In another illustrative embodiment, the single bit synchronization parameter 402 embodiment may be replaced with data representing a count for each channel of the number of descriptors newly completed by DMAC 103 in that channel. Each time CPU 101 reads the count, CPU 101 may process the number of descriptors in a channel indicated by the count for that channel. The counter would then be reset or otherwise stepped down appropriately as the descriptors are read or otherwise processed. In this particular embodiment, CPU 101 would not necessarily need to read and invalidate one additional descriptor, thus potentially being more efficient time-wise than the single-bit embodiment.
In still another illustrative embodiment, synchronization parameter 402 may be data representing a storage location (e.g., an address or index) of the last completed descriptor. Thus, in this embodiment, CPU 101 may read synchronization parameter 402 for a given channel and then process descriptors in that channel until it reaches the descriptor whose address/index is equal to the parameter.
The various illustrative embodiments described herein may not necessarily require major hardware changes to conventional systems. For example, DMAC 103 may be modified to include or have access to a control circuit 403 that allows DMAC 103 to read, generate, and modify synchronization parameter 402. In addition, synchronization parameter 402 may be stored in any uncached address space, including for example one or more registers that may be part of DMAC 103 (e.g., registers 201 or additional registers added to DMAC 103). Any software changes to implement the above-described embodiments may involve, for instance, adding an instruction to flush and/or invalidate the cache line before delivering it to DMAC 103.
Any performance impact of having to access synchronization parameter 402 in uncached memory would be directly related to how often such uncached access occurs. Depending upon the particular implementation, it may be that a large number of descriptors on average are processed for each reading/polling of synchronization parameter 402. Thus, the uncached access overhead may be kept very small, thereby detrimenting performance by a very small, if negligible, amount.

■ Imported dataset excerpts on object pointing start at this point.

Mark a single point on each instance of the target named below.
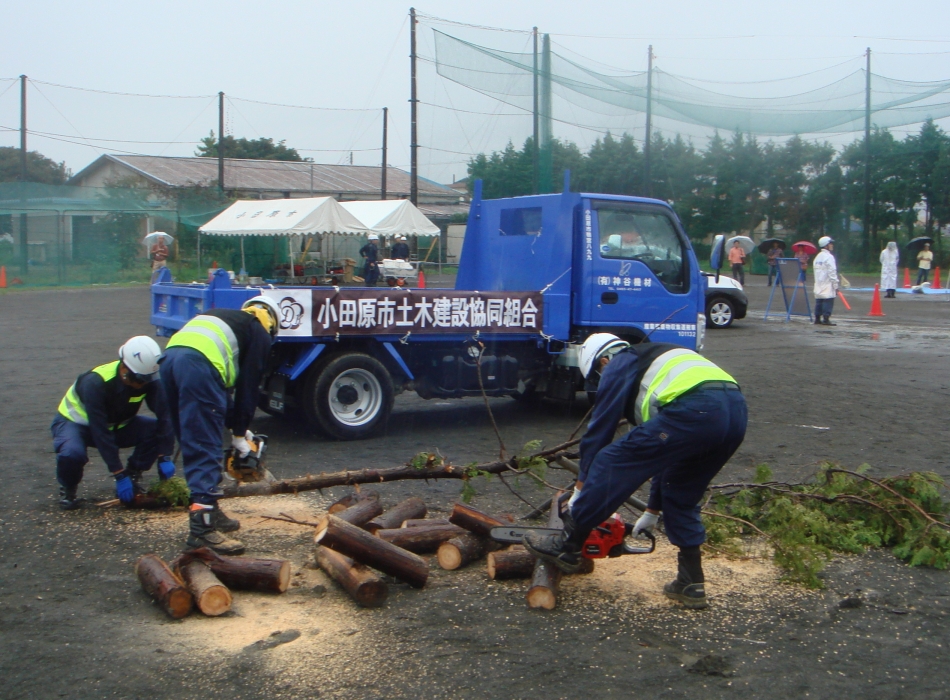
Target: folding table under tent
(284, 217)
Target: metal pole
(382, 186)
(413, 137)
(221, 141)
(537, 147)
(647, 151)
(866, 244)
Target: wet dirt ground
(74, 623)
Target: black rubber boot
(68, 499)
(689, 586)
(221, 522)
(201, 533)
(563, 549)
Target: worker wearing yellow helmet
(216, 353)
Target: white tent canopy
(392, 217)
(284, 217)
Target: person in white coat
(826, 281)
(890, 257)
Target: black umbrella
(766, 245)
(919, 242)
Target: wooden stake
(363, 586)
(211, 596)
(372, 551)
(160, 582)
(460, 551)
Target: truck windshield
(635, 233)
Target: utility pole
(221, 141)
(413, 135)
(382, 180)
(866, 244)
(24, 231)
(537, 147)
(647, 150)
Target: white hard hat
(594, 348)
(269, 305)
(141, 355)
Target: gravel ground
(74, 623)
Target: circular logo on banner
(291, 313)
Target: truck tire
(349, 396)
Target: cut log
(514, 562)
(363, 586)
(372, 551)
(242, 573)
(460, 551)
(361, 513)
(413, 522)
(422, 538)
(410, 509)
(351, 499)
(211, 596)
(160, 582)
(474, 520)
(546, 579)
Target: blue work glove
(124, 488)
(166, 468)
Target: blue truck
(537, 275)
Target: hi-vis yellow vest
(214, 339)
(71, 406)
(671, 375)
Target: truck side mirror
(718, 253)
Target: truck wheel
(349, 397)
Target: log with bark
(421, 539)
(546, 579)
(313, 482)
(211, 596)
(351, 499)
(461, 551)
(410, 509)
(372, 551)
(363, 586)
(160, 582)
(242, 573)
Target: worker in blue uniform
(101, 410)
(688, 418)
(217, 352)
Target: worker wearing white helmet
(101, 410)
(688, 418)
(216, 353)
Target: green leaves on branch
(840, 511)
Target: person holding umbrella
(890, 257)
(826, 281)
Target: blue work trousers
(72, 442)
(197, 403)
(681, 449)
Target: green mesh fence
(838, 107)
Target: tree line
(798, 189)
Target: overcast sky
(353, 56)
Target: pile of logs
(357, 536)
(203, 578)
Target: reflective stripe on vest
(71, 406)
(670, 376)
(214, 339)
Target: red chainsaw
(606, 540)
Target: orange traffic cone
(876, 302)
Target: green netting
(838, 107)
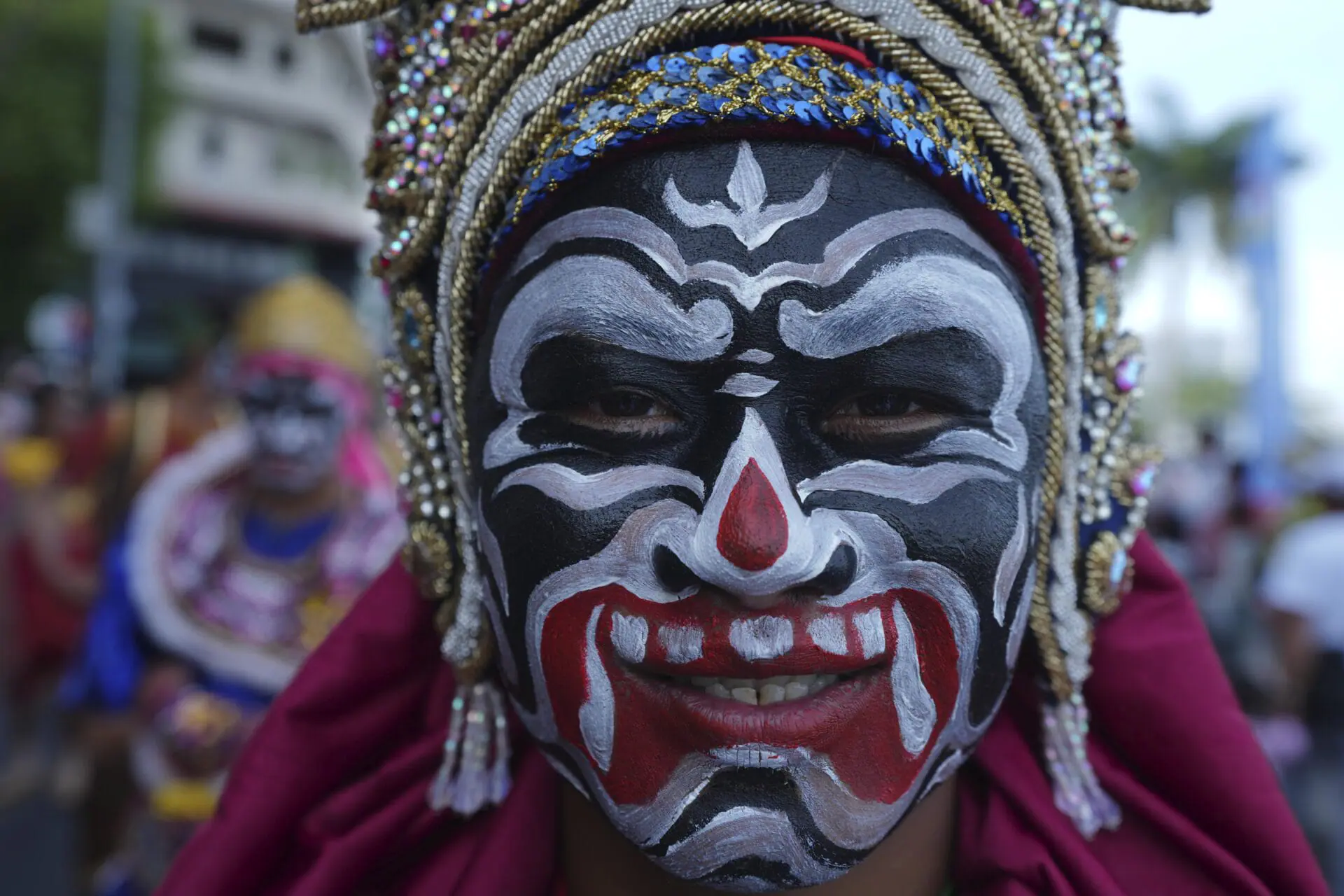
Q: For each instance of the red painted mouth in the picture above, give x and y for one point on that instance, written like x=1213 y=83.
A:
x=662 y=713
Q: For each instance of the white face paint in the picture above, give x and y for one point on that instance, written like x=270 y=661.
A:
x=757 y=587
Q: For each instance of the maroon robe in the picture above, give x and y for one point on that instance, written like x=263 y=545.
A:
x=328 y=798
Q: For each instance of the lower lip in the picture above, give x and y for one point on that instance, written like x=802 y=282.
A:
x=706 y=722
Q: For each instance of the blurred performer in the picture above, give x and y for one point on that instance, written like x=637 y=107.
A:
x=1304 y=587
x=51 y=575
x=239 y=556
x=772 y=458
x=128 y=441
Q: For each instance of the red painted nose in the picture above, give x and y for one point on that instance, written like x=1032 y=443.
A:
x=755 y=530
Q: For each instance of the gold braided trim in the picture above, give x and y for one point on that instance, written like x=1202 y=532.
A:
x=1015 y=51
x=326 y=14
x=1170 y=6
x=484 y=81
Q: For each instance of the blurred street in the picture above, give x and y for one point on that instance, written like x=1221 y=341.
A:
x=36 y=844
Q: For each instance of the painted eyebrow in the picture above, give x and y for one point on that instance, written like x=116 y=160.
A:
x=609 y=301
x=839 y=258
x=930 y=293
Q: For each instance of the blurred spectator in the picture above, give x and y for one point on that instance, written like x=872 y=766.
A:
x=1303 y=587
x=124 y=445
x=1226 y=593
x=51 y=573
x=20 y=377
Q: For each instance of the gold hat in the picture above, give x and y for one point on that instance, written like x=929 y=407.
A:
x=304 y=316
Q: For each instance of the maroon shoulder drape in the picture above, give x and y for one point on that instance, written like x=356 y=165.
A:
x=328 y=798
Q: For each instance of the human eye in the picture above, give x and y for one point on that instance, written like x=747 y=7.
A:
x=883 y=415
x=625 y=412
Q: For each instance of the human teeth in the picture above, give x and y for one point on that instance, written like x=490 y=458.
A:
x=764 y=692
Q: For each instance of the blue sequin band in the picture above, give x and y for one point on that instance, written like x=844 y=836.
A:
x=771 y=83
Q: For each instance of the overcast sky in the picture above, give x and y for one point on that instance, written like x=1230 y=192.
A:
x=1247 y=55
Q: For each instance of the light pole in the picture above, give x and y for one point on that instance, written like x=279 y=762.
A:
x=1262 y=167
x=113 y=304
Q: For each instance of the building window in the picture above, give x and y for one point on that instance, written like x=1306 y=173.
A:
x=213 y=141
x=217 y=39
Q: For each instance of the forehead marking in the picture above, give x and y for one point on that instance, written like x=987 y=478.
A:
x=753 y=222
x=748 y=386
x=756 y=356
x=839 y=258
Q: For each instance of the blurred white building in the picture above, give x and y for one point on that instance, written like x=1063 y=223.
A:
x=269 y=128
x=258 y=168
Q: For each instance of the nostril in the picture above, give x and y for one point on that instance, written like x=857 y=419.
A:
x=675 y=575
x=839 y=571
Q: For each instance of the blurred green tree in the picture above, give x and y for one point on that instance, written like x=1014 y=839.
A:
x=51 y=74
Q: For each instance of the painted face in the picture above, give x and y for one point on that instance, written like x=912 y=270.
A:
x=298 y=426
x=761 y=444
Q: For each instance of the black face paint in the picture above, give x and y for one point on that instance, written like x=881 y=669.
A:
x=761 y=440
x=298 y=426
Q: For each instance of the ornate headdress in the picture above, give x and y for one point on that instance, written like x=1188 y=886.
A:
x=486 y=106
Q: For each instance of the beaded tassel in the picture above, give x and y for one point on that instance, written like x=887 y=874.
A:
x=1078 y=794
x=470 y=778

It should be noted that the various concepts described herein may be applied to any multi-processor system, and not just limited to a system having a CPU and a DMAC. For instance, the CPU may be replaced with any type of first processor and the DMAC may be replaced with any type of second processor. In addition, while various embodiments have been described with respect to processing DMA descriptors, the concepts discussed herein may work equally well with other types of data transfer descriptors.